Wednesday, January 25, 2012

Truth & Spin


When I was in high school, I sang in our church choir. As a preachers kid, I was generally rebellious about church activities. But I didn't mind the choir because I liked singing, and besides, there was some camaraderie in the group that made it enjoyable. People weren't religiously "stuffy;" in fact, sometimes they were quite irreverent.


One Sunday, sitting in the choir loft, I was actually listening to my father preach. I'm not sure today what he said. I don't remember. What I do remember is that, whatever it was, in my own mind I said, 'that's the Truth!" The word had a capital T.

It wasn't an opinion or a half truth my father uttered but what I recognized at the time as an absolute Truth.


The culture I inhabit these days doesn't have much use for even the small letter truth. Instead of the healing that comes from "speaking the truth in love," we have "spin doctors," who try to heal our sicknesses with the manipulation of language, sometimes with outright lies.


We all stretch, avoid, exaggerate, hide, deny, ignore the truth . Of course, those in the public eye are the most proficient practitioners, as they are likely to be caught in deceptions most frequently. But I do it and I expect you do it as well. As children we learn quickly to tell mom and dad about the bad behavior of our siblings and our own complete innocence. We soon learn some admissions and confessions are better left unspoken. Truth becomes half truth and half truth dissolves into "spin."

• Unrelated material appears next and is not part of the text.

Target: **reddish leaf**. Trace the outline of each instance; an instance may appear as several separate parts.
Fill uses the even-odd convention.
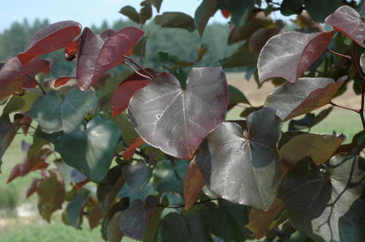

Writing in Harijan in 1942, Gandhi, who understood "Truth is God," wrote: "Only Truth quenches untruth. Love quenches anger, self-suffering quenches violence. This eternal rule is a rule not for saints only, but for all. Those who observe it may be few, but they are the salt of the earth; it is they who keep the society live together, not those who sin against Light and Truth."


As he often did in life, so in death, Gandhi challenges everyone to do the hard interior work that makes Truth real in the world. Prayer, or being in touch with Truth, must be a regular and daily activity. Thought, word and deed, all three, must be pure and Truthful. The pursuit of Truth, of necessity, will involve means that are consonant with the ends desired.


In a world of "spin," our dedication to the work of nonviolence will include an adherence to Truth, as best we can discern it.